前記対照者は、血液中に含まれる白血球中の桿状核好中球の割合が、桿状核好中球の基準値未満の者であることが好ましい。桿状核好中球の基準値は、末梢血で、10%である。
次に、感染症に罹患していない対照者の血液に実質的に含まれず、かつ感染症患者の血液に含まれる好中球と判断される粒子を特定する。続いて、前記特定された粒子についての粒子数情報を取得する。本明細書において、前記特定された粒子の集団を第2集団ともいう。すなわち、特定された粒子の粒子数情報は、以下に述べる第2集団の粒子数情報でもある。第2集団の粒子数情報は、以下のいずれかの方法により取得することができる。
例えば、第2集団の粒子数情報を取得するための方法の一例は、全好中球集団に含まれ、かつ前記第1集団に含まれない粒子集団の粒子数情報を、第2集団の粒子数情報として取得する方法である。より具体的には、全好中球集団に含まれる粒子数から第1集団に含まれる粒子数を減じた値が、第2集団に含まれる粒子数となる。この場合、上記工程Aと工程Bとの間に、工程Aで取得された散乱光及び蛍光から、被検血液検体についての全好中球集団の粒子数情報と、前記第1集団の粒子数情報を取得する工程A−1を含むことができる。
また、別の第2集団の粒子数情報を取得方法するための例は、例えば、幼若顆粒球(後骨髄球以前の顆粒球形細胞)の集団である幼若顆粒球集団と上記第1集団の出現位置に基づいて第2集団を決定する方法である。
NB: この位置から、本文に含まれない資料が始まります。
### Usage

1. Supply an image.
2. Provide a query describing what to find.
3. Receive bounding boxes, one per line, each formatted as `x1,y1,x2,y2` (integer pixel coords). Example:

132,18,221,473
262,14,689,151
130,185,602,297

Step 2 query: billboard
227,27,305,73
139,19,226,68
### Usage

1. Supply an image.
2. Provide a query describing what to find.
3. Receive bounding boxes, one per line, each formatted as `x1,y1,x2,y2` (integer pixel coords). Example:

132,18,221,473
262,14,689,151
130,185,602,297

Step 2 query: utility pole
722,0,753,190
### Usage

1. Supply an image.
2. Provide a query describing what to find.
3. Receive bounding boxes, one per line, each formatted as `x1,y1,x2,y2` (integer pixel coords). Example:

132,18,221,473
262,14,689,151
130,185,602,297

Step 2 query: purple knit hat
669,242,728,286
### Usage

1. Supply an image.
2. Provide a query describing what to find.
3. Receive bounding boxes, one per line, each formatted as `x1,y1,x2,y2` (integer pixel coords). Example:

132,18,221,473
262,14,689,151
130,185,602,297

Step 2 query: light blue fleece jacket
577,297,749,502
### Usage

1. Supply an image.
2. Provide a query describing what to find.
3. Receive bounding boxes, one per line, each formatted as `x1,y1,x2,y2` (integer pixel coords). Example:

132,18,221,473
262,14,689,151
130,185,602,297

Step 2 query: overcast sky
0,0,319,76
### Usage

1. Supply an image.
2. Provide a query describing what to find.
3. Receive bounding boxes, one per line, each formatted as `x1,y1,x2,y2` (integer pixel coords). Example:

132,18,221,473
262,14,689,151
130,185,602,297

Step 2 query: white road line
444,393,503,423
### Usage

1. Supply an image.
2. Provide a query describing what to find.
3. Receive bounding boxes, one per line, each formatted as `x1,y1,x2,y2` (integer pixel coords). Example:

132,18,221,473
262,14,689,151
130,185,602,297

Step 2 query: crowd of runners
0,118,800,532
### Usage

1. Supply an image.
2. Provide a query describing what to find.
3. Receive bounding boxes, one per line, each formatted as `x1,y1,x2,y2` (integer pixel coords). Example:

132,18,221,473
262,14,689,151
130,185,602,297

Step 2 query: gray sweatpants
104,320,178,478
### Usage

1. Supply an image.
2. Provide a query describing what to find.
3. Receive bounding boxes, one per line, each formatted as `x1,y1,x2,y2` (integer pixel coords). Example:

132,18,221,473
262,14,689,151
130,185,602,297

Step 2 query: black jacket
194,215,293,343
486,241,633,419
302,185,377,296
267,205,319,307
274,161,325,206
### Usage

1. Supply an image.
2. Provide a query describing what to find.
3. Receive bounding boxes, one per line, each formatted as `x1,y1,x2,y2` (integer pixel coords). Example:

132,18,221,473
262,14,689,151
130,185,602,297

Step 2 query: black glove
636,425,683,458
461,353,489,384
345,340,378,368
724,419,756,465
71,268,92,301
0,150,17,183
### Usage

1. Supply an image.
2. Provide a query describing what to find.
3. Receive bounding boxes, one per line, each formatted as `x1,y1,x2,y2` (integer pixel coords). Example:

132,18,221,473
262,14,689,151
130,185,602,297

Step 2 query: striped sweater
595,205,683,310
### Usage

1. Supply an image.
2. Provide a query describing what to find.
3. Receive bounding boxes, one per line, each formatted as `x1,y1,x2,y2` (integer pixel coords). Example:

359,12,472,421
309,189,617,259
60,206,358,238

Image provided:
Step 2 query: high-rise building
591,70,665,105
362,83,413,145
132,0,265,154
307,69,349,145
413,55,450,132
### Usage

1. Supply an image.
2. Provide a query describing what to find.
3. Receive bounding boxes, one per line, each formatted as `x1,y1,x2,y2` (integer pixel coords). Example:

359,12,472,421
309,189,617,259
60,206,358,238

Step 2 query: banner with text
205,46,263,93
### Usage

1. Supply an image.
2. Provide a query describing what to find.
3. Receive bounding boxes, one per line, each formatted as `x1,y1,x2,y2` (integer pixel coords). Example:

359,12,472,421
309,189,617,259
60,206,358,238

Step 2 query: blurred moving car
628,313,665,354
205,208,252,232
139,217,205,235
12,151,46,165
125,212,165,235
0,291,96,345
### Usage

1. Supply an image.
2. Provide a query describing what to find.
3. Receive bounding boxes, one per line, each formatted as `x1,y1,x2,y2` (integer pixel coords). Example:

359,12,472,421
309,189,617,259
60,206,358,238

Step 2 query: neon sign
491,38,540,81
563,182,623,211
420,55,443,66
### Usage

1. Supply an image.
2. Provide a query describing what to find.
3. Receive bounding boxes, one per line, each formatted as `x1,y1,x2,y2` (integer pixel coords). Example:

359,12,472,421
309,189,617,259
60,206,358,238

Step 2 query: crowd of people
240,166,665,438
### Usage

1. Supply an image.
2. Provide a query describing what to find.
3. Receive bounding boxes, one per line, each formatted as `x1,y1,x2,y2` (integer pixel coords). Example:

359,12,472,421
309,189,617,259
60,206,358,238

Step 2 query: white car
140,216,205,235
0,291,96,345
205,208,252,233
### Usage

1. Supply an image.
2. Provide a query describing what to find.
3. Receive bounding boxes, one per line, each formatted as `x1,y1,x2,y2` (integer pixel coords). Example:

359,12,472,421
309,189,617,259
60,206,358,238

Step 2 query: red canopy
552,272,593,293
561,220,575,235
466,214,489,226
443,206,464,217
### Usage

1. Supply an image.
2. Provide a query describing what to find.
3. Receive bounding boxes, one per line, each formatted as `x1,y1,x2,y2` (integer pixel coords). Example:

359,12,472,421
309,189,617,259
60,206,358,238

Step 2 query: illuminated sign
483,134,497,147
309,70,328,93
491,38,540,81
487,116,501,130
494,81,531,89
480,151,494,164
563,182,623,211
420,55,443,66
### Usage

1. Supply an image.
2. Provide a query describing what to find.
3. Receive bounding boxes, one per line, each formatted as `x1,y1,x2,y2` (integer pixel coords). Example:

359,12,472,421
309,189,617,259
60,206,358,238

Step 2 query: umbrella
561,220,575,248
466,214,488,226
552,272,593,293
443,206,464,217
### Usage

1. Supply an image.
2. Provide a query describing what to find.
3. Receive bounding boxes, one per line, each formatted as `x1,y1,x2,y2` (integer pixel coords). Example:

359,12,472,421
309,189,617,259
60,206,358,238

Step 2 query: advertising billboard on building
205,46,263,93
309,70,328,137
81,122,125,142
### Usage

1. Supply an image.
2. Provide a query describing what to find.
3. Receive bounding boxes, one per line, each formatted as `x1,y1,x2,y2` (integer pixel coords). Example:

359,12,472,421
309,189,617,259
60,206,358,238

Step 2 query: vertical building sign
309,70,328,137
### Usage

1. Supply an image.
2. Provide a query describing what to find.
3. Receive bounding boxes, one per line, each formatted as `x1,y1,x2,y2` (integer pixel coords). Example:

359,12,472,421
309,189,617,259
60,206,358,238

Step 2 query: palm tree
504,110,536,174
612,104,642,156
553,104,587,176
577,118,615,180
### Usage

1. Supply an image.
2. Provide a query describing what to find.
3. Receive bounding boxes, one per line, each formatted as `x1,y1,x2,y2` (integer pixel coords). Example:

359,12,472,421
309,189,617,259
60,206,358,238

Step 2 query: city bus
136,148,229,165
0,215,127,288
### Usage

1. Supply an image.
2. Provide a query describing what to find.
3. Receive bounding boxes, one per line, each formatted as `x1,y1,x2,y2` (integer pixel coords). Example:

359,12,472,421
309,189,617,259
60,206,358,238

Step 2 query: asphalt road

具体的には、粒子から発せられる蛍光を取得した際に、幼若顆粒球集団の出現位置よりも蛍光強度の低い位置に出現し、第1集団よりも蛍光強度の高い位置に出現する粒子を選択する。さらに、前記粒子について、第1集団と実質的に同じ散乱光強度の範囲に出現する粒子を選択することで第2集団を決定することができる。続いて、前記決定された第2集団について粒子数情報を取得する。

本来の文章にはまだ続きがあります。